It is generally well known that all drinks and beverages are not drunk at the same temperature. Whereas some drinks like soft drinks are generally drunk cold or even ice-cold, some other drinks like tea or coffee are drunk hot. In any case, when a particular drink or beverage is left at room temperature, it will itself eventually reach that same room temperature.
In the case of wines, this is generally to be avoided since wines are generally best tasted at relatively precise temperature. Thus, a bottle of wine which is just out of the cellar and at the perfect temperature will unfortunately reach room temperature if left to its own device, with all the lost in taste and enjoyment.
In order to cool wine, numerous devices have thus been proposed throughout the years. In the vast majority of cases, wine coolers come in the form of a bucket which is filled with ice and water. The bottle of wine is then plunged into the ice and water mixture for cooling. Though these devices can effectively cool a bottle of wine, there is no means to control the final temperature of the wine and the latter generally becomes ice cold.
Thus, to obtain a better control on the cooling, Terziau et al. (U.S. Pat.
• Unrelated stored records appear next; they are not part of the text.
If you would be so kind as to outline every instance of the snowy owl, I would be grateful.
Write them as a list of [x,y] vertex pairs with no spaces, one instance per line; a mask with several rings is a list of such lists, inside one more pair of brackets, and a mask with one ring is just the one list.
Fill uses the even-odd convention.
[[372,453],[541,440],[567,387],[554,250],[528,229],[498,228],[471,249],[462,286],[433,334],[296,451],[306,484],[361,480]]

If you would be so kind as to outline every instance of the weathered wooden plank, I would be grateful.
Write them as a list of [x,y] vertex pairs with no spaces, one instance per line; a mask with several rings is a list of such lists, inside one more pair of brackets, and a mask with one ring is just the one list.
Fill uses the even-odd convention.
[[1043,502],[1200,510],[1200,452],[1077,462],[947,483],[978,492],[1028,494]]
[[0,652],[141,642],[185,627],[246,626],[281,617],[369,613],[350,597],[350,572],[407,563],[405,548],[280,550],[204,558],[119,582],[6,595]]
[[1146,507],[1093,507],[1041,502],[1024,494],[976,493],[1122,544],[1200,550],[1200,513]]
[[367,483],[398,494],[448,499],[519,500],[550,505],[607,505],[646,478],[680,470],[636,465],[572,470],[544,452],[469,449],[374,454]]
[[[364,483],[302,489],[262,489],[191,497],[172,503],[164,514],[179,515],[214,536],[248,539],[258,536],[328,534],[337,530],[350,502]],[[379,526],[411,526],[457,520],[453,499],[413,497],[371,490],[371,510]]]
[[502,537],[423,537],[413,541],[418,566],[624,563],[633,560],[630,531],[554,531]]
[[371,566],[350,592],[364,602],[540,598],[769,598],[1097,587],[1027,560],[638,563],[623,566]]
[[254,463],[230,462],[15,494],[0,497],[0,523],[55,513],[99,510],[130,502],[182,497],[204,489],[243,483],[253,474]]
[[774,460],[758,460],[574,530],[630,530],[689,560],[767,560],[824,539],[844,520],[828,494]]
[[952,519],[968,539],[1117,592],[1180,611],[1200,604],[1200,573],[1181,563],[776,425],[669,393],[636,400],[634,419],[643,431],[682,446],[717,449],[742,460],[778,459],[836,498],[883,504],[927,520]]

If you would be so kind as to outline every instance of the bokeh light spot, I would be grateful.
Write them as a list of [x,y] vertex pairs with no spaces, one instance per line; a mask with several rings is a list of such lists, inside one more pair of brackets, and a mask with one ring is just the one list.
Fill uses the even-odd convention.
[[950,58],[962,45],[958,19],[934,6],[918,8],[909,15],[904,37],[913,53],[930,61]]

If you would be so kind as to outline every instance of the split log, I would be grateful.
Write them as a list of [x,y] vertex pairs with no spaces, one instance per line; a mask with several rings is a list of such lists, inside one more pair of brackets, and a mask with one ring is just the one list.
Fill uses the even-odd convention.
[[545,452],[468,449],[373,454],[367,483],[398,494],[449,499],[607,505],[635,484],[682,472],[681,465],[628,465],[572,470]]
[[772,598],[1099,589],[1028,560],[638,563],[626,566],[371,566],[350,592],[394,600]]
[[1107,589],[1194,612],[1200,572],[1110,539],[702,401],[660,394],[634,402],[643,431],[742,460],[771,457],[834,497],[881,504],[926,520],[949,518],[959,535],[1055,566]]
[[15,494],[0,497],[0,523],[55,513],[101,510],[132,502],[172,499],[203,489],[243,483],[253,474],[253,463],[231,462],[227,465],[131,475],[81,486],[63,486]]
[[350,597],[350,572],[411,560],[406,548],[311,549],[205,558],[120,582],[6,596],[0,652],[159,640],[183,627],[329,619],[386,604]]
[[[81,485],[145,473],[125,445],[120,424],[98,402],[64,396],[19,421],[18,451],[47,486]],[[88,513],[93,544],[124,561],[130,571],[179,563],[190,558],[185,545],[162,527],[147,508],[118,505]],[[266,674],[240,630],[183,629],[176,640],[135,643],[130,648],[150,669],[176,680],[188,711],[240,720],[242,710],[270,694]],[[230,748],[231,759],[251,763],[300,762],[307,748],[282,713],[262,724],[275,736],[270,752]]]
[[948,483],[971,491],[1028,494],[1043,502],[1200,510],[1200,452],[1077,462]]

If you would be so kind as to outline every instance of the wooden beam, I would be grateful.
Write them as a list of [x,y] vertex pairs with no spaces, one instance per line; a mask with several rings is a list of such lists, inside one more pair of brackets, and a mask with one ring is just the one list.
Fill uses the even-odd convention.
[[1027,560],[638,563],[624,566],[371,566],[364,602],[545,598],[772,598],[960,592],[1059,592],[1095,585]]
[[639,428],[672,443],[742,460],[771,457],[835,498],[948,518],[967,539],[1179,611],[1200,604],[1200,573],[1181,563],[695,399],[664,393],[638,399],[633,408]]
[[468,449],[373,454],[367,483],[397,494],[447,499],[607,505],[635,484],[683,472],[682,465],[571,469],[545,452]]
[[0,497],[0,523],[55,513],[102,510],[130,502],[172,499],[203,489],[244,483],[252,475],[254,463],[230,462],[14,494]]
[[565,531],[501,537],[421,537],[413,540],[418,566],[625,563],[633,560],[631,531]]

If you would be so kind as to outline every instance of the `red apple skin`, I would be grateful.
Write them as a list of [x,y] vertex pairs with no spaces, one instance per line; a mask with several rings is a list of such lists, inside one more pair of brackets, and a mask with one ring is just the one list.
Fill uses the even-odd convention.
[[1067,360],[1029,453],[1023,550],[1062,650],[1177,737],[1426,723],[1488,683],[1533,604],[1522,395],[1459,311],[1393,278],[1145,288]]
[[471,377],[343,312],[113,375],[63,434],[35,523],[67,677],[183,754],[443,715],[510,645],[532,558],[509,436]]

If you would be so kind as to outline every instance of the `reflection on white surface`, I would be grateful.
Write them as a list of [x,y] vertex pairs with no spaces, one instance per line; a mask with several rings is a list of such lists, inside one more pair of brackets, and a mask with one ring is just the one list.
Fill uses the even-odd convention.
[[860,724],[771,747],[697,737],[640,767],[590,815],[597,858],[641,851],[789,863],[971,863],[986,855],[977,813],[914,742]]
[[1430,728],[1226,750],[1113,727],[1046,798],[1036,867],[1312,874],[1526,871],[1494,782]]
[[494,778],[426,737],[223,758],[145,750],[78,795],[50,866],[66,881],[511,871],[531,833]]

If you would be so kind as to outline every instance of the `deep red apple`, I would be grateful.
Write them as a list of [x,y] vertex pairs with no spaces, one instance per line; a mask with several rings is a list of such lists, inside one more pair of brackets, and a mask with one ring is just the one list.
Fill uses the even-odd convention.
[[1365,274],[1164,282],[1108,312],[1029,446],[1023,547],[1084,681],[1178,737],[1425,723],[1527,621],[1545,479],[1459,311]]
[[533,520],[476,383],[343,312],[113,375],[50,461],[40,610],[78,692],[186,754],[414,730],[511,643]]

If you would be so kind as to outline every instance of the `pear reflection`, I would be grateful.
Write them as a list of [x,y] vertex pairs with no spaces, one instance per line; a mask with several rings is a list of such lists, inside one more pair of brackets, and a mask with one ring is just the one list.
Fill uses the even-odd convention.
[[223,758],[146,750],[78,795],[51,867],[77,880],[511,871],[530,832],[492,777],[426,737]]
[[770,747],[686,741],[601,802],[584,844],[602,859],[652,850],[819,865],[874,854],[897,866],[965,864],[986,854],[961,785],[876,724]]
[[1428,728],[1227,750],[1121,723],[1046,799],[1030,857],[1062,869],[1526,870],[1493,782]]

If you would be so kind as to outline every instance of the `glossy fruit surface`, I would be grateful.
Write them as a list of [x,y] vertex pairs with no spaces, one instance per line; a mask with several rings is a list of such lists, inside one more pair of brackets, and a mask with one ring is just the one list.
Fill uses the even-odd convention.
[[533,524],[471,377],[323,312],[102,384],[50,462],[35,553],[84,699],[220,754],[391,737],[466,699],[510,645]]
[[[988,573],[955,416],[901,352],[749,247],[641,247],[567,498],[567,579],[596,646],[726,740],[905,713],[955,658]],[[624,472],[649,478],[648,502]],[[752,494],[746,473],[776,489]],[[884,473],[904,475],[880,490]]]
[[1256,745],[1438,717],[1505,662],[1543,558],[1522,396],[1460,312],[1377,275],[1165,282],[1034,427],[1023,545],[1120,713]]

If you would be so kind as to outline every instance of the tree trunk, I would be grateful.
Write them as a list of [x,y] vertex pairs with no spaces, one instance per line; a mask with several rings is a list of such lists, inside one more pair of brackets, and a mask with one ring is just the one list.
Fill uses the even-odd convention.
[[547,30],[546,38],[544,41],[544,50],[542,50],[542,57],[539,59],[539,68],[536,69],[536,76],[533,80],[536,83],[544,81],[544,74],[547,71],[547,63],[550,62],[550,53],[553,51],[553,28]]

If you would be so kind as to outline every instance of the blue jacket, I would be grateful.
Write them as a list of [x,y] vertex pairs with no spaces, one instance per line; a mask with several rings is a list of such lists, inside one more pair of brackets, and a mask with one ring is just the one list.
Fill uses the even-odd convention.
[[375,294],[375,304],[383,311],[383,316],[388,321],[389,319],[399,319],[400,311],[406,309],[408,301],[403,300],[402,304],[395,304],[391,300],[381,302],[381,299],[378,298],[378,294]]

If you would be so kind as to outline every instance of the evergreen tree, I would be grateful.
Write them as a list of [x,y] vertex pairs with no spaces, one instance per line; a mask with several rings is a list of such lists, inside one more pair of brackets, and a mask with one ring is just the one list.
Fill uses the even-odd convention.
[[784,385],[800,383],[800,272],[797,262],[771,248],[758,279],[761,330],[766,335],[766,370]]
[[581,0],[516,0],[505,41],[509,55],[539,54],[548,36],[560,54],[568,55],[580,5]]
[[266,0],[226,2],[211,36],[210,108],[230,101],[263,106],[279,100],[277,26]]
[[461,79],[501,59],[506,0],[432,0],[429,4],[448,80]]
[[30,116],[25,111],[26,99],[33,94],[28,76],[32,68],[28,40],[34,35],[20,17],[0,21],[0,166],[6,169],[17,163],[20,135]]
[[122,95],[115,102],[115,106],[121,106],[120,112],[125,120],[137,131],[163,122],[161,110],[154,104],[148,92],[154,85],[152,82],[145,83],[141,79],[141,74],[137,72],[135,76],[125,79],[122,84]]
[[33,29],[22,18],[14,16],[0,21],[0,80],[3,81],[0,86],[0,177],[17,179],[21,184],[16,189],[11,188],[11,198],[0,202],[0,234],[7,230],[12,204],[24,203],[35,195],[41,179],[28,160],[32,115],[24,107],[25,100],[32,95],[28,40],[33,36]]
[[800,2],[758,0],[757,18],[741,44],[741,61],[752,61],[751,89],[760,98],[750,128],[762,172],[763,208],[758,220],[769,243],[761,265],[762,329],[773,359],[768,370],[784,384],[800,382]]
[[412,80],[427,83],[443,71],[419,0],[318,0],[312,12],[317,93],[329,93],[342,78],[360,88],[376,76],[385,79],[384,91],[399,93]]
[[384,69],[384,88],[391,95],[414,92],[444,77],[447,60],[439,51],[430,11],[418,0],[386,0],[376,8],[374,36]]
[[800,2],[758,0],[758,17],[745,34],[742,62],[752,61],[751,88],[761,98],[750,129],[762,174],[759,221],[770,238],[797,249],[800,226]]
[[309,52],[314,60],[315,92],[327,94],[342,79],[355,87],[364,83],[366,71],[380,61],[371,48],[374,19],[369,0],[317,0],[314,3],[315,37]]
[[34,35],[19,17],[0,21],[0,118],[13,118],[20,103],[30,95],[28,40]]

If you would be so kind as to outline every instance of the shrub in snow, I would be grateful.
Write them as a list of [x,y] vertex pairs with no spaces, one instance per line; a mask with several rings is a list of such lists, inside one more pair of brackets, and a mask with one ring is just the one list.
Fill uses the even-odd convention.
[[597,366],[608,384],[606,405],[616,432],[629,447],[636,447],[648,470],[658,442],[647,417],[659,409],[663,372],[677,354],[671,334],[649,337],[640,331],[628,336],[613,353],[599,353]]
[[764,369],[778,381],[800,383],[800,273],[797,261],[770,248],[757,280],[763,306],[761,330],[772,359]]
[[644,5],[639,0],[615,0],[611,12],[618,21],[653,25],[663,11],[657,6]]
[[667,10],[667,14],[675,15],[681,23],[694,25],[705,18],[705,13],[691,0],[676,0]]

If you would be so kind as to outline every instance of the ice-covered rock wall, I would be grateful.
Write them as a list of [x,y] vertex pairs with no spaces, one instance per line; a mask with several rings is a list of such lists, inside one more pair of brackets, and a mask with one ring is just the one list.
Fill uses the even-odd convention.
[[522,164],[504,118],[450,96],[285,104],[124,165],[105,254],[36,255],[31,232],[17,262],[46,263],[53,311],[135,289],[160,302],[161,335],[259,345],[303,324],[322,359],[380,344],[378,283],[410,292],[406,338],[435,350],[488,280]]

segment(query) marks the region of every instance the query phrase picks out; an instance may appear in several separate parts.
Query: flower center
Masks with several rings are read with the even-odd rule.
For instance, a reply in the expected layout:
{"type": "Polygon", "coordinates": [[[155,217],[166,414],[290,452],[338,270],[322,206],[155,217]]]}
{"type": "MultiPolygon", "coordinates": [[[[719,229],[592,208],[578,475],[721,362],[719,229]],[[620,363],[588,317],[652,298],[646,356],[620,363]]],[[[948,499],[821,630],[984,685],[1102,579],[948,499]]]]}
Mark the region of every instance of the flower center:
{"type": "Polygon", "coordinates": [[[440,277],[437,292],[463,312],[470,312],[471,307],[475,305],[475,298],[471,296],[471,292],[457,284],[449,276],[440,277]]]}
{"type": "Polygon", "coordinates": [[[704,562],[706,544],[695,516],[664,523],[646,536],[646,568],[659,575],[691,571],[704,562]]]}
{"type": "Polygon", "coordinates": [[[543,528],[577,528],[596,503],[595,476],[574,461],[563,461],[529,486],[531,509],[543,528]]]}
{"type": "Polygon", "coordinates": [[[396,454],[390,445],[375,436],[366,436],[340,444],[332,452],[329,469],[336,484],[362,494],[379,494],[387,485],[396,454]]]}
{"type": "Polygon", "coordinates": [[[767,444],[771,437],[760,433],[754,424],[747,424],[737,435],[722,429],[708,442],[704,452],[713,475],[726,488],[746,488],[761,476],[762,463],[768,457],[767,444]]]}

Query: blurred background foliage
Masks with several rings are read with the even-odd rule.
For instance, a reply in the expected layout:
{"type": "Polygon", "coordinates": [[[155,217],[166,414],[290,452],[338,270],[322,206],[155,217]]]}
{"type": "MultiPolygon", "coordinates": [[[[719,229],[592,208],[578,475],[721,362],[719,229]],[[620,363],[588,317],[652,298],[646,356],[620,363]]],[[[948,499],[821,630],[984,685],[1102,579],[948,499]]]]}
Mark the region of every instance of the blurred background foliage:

No. 4,204,613) have proposed a system wherein a coil fluidly mounted to an inverted bottle circulates through a ice filled bucket. The coil is further connected to a valve for dispensing the wine. This system is however bulky and the wine which remains in the coil between two servings will generally become ice cold, which is generally not wanted, particularly for red wines.
Another system, similar to the one of Terziau et al. is the beverage chiller proposed by Rist (U.S. Pat. No. 4,599,872). In the system of Rist, the chiller is directly mounted to a glass. The chiller further comprises an enclosure wherein a coil is disposed through a low freezing cooling material. The coil extends between a funnel for receiving the beverage and an opening leading to the glass. A valve can be provided near the opening. For cooling a beverage, the latter is poured into the funnel and through the coil. As the beverage circulates through the coil, the beverage is cooled. The valve located near the opening can control the retention time of the beverage. As for the device of Terziau et al., the chiller of Rist is bulky and is not adapted for all types of glasses.
The cooler of Busch (U.S. Pat. No. 528,463), which is probably the prior art closest to the present invention, is directly mounted to the neck of a bottle. The cooler of Busch comprises a first enclosure and a second enclosure located within the first. The second enclosure is generally filled with ice. The periphery of the second enclosure is fluted to define a plurality of channels between the first and second enclosures. As the liquid is poured, it circulates through the fluted channels and is thereby cooled by the ice contained in the second enclosure. The cooled liquid then exits the cooler via a nipple aperture. The problem with the cooler of Busch is that there is no way to control the flow of the liquid. Furthermore, there is no venting means to equilibrate the pressure inside the bottle as the liquid is poured, resulting in an unstable flow.
There is therefore a need for a novel liquid cooling and dispensing device which generally obviates or at least mitigates some of the aforementioned shortcomings.